Future well-being needs to go way beyond what the state can be organised to provide. On Tuesday at a social justice caucus, someone spoke about the importance of family, too seldom built into political, economic and social policies.
We need to merge two tasks: encourage self-reliance and self-interest without selfishness; help people who cannot help themselves, without making them permanently reliant.
I insisted the word family should be alternated with the expression household and those for whom we are responsible. Do not get distracted into sterile exclusionary arguments.
I did revise a word I used at a meeting concerned with the Gypsies, Travellers and Roma. After considering the intense health burdens and education difficulties, together with the inadequacies of the Census data and the battle for help with energy costs, I asked for advice and information when larger than usual groups of unauthorised towed caravans arrived in a small community, or in a series of small communities.
Remembering the experience in Goring-by-Sea, Ferring, East Preston and Angmering, I had used the word invasion. My word. Nothing else mattered. I was jumped on as though I had mentioned women’s safe spaces or the LGB Alliance at a meeting of trans extremists. I cheerfully accepted the rebuke, substituting the word arrival to describe tens of modern cars and well-fitted caravans on the greensward, the recreation grounds and, if access had been obtained, on private residential estates.

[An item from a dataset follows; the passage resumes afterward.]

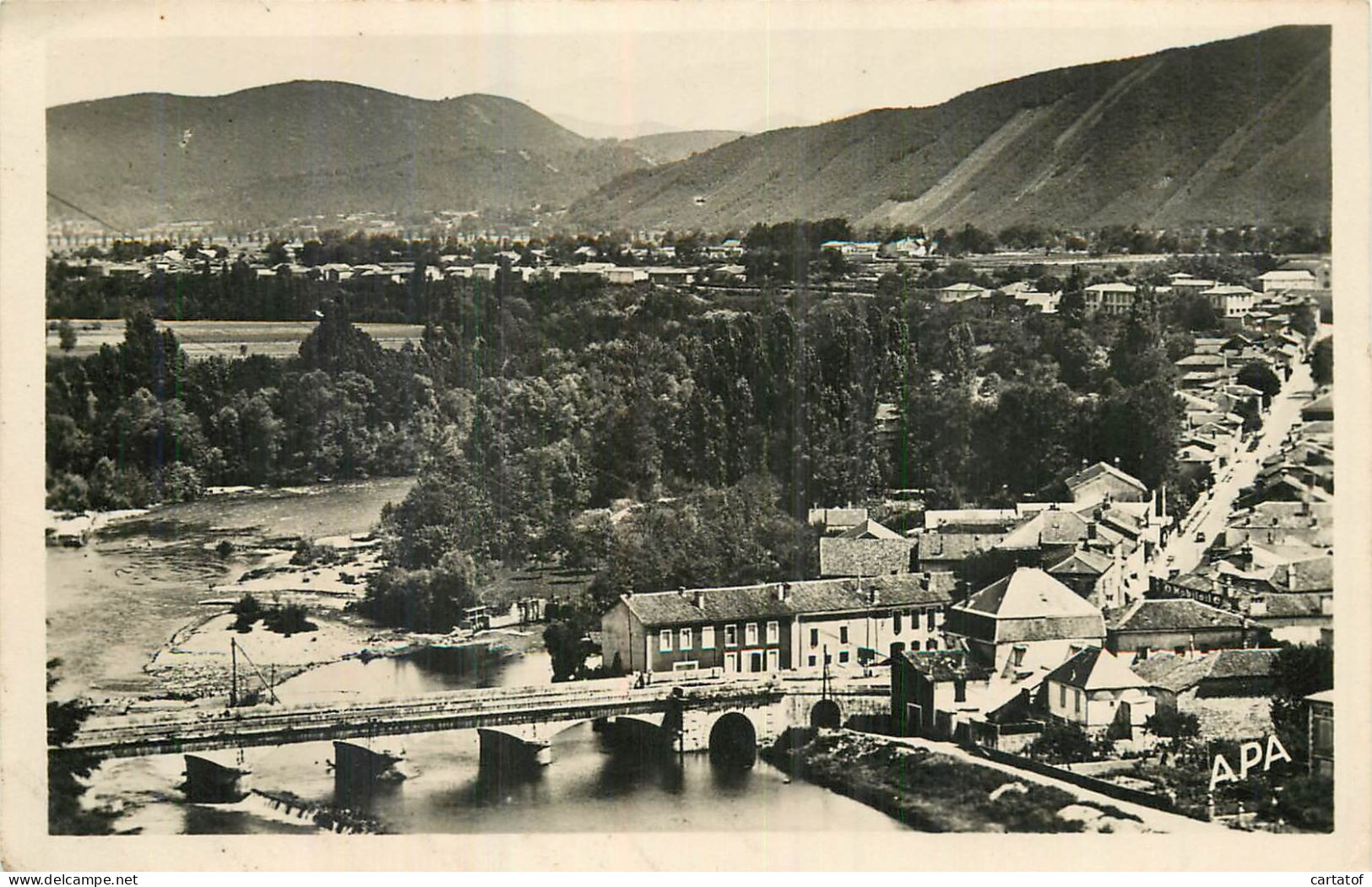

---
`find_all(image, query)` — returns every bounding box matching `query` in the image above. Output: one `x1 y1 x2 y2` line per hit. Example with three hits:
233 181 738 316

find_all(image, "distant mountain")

If people want to congregate for a summer together, I do know the Caravan and Motorhome Club encourages exploration of the great outdoors. They help get more for your money in certificated locations. I will be a beacon for fairness and freedom for travelling communities, raising awareness of inequalities and discrimination, while also helping settled communities be places where quiet enjoyment is not upset by intense impact of unexpected arrivals.